Sátiras a tiranos e tiranias não são novidade. Cinema e seriados de TV já pintaram e bordaram com variados representantes de poderes despóticos —de Maria Antonieta (1755-1793) a Adolf Hitler (1889-1945).

Talvez o filme de Iannucci tenha provocado mal estar mais agudo por não poupar um sistema que encontrou ampla defesa entre intelectuais e militantes políticos do ocidente ao longo de décadas. E por fazê-lo com engenhosidade dramática.

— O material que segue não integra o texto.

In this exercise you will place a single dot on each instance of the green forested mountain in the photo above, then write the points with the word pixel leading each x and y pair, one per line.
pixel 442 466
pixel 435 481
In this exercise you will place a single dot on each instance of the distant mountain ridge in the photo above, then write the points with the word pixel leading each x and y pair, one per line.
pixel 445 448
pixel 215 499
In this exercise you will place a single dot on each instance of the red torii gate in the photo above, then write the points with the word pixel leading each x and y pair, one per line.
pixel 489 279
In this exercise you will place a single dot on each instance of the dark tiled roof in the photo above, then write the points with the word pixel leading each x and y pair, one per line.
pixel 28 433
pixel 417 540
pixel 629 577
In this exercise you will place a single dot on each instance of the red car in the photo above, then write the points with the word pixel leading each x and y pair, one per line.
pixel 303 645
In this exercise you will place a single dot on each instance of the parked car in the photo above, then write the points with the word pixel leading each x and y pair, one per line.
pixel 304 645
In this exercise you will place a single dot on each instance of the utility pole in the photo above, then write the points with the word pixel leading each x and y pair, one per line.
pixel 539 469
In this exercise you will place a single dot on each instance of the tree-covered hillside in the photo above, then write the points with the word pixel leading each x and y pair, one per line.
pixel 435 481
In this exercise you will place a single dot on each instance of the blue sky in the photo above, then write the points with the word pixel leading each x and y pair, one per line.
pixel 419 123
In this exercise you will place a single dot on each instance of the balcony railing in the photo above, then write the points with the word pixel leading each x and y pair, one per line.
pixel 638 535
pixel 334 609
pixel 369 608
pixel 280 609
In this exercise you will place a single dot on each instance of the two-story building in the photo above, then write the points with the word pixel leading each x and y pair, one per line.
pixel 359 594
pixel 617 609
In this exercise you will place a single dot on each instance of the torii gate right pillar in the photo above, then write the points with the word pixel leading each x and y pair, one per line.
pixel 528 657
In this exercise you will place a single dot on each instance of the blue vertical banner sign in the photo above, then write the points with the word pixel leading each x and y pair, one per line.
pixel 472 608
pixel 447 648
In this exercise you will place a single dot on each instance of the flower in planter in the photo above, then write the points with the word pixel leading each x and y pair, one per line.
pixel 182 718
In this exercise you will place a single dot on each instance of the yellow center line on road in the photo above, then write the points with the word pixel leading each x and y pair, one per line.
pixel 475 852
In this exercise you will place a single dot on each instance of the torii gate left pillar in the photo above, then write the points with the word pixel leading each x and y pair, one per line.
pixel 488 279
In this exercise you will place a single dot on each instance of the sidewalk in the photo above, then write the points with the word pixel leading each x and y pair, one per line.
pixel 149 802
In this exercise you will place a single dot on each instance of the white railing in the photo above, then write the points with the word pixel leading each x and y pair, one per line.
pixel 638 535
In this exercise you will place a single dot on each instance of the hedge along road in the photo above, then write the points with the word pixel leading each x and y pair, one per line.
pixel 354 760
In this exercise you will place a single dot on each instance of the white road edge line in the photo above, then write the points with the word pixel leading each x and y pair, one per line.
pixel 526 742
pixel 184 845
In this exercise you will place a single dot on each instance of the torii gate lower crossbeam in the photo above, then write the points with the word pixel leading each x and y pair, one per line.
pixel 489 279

O filme, baseado numa história em quadrinhos de Fabien Nury e Thierry Robin (lançada no Brasil em 2015 pela Três Estrelas, selo editorial do Grupo Folha), oscila entre momentos de humor de massas, que lembram sátiras televisivas do tipo Guerra, Sombra e Água Fresca (a divertida "Hogan's Heroes", da década de 1960) e situações de dramaturgia tragicômica fina, apoiada no talento de atores experimentados em palcos exigentes.

Tratando-se de americanos e britânicos, a opção pelos diálogos em inglês, sem o velho recurso do sotaque estrangeiro, só melhora as coisas.

Retira de cena um elemento que poderia ser genericamente depreciativo, além de empobrecedor, e amplia o alcance e a versatilidade da representação, dando-lhe, de certa forma, caráter mais universal.

Sim, há passagens caricaturais e esvaziamento da profundidade psicológica de personagens no longa de Iannucci, em parte pelo tipo de encenação, em parte pelo protagonismo do medo.

Mas há também situações admiráveis de síntese de comédia e drama —em especial na construção do chefe da polícia repressiva sob Stálin, Lavrenti Beria (1899-1953), figura obscura, que surge de maneira notável na performance de Simon Russell Beale.


A Morte de Stálin

The Death of Stalin. França/Reino Unido/Bélgica/Canadá, 2017. Dir. Armando Iannucci. Elenco: Steve Buscemi, Simon Russell Beale, Jeffrey Tambor, Olga Kurylenko, Jason Isaacs, Adrian McLoughlin. Em cartaz no Brasil.